NVMe Driver and IOCTLs#

The default for xNVMe is to communicate with devices via the operating system NVMe driver IOCTLs, specifically on Windows the following are used:

  • IOCTL_STORAGE_QUERY_PROPERTY

  • IOCTL_STORAGE_SET_PROPERTY

  • IOCTL_STORAGE_REINITIALIZE_MEDIA

  • IOCTL_SCSI_PASS_THROUGH_DIRECT

You can check that this interface is behaving as expected by running:

xnvme.exe info \\.\PhysicalDrive0

Which should yield output equivalent to:

xnvme_dev:
  xnvme_ident:
    uri: '\\.\PhysicalDrive0'
    dtype: 0x2
    nsid: 0x1
    csi: 0x0
    subnqn: 'nqn.1994-11.com.samsung:nvme:980M.2:S649NL0T973010L     '
  xnvme_be:
    admin: {id: 'nvme'}
    sync: {id: 'nvme'}
    async: {id: 'iocp'}
    attr: {name: 'windows'}

This tells you that xNVMe can communicate with the given device identifier and it informs you that it utilizes nvme_ioctl for synchronous command execution and it uses iocp for asynchronous command execution. This method can be used for raw devices via \.PhysicalDrive<disk number> device path.

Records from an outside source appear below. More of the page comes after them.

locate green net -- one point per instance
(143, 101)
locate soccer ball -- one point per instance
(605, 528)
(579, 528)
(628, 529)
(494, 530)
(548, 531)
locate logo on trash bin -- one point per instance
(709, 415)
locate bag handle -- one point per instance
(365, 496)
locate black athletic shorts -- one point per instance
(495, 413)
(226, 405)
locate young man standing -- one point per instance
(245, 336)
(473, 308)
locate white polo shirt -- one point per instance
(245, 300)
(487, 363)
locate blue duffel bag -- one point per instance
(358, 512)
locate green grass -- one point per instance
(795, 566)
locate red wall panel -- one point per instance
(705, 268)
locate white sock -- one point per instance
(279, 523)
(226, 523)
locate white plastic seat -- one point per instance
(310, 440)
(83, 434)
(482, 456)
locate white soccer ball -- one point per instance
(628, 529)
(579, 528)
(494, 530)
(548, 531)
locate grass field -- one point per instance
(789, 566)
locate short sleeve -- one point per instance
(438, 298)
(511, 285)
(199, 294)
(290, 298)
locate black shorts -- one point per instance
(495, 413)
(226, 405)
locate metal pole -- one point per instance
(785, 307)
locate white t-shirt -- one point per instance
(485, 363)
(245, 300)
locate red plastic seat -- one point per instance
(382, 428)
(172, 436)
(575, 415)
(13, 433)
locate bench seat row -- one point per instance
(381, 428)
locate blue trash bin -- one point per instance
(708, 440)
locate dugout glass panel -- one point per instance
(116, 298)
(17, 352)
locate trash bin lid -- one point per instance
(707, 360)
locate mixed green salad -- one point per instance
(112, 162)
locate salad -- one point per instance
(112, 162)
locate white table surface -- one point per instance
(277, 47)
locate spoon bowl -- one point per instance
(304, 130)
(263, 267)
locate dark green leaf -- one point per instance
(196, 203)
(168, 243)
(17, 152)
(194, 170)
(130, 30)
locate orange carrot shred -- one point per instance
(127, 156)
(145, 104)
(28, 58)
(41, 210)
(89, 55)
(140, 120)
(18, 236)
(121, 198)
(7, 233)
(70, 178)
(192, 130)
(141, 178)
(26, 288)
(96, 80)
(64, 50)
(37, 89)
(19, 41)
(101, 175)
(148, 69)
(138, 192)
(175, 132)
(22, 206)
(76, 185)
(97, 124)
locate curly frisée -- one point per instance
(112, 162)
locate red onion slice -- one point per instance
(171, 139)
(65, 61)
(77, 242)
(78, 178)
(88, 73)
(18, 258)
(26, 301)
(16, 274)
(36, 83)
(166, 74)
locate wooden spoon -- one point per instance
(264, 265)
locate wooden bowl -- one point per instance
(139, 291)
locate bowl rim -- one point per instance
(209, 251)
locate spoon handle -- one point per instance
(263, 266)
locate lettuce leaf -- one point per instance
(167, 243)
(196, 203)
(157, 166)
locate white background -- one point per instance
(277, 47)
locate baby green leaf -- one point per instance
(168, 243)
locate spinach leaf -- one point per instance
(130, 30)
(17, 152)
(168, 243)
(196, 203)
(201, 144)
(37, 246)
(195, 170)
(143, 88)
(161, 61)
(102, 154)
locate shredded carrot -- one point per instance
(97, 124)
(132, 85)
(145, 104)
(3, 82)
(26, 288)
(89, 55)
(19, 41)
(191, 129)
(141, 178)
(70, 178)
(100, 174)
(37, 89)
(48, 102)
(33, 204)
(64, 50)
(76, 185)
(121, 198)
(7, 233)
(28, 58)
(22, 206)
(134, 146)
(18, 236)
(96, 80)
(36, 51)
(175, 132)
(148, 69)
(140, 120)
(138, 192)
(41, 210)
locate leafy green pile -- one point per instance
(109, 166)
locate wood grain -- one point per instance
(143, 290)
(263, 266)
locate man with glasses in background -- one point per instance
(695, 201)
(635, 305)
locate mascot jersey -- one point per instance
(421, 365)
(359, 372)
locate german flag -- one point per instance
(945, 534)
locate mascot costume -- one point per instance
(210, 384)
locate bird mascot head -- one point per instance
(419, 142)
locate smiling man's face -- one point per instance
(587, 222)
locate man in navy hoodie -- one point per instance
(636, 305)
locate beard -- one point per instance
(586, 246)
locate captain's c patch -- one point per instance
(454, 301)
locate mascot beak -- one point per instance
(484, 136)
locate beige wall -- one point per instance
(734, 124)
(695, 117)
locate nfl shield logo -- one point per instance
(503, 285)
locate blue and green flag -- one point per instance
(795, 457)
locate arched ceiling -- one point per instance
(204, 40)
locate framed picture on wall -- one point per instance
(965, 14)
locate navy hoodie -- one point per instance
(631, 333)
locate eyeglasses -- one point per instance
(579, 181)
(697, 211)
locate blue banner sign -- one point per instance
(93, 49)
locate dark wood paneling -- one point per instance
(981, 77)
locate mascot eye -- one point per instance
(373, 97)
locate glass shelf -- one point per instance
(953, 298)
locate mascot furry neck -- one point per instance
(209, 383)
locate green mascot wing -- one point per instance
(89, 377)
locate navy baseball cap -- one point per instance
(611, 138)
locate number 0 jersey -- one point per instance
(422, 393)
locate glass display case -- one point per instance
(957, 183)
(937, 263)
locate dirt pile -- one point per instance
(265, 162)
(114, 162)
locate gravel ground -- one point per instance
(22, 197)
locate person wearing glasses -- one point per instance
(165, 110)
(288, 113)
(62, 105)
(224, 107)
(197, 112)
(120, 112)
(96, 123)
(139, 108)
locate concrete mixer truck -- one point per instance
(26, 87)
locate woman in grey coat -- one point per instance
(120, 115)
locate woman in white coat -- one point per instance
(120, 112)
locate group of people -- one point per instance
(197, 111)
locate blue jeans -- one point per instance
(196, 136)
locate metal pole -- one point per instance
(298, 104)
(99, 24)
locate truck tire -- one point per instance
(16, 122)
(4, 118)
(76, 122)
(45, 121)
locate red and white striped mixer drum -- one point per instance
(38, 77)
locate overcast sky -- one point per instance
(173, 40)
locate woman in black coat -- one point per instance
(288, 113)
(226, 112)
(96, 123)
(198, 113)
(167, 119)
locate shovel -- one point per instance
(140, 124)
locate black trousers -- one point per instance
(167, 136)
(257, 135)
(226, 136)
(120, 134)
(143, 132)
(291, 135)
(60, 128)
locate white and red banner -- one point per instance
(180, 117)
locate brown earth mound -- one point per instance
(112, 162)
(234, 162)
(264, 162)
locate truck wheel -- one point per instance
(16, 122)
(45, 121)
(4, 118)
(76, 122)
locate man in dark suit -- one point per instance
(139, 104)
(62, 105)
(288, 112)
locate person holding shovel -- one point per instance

Below mentioned commands are currently supported by xNVMe using IOCTL path:

  • Admin Commands
    • Get Log Page

    • Identify

    • Get Feature

    • Format NVM

  • I/O Commands
    • Read

    • Write

Note on Errors#

Some commands may be issued through ioctl that are invalid. While most commands will still be issued to the drive and the error relayed back to the user, some violations may be picked up by the kernel cause the ioctl to fail with -1 and GetLastError() set to Invalid Argument.

In this case, the backend will transform such errors into the NVMe equivalent. See the documentation on xnvme_cmd_ctx.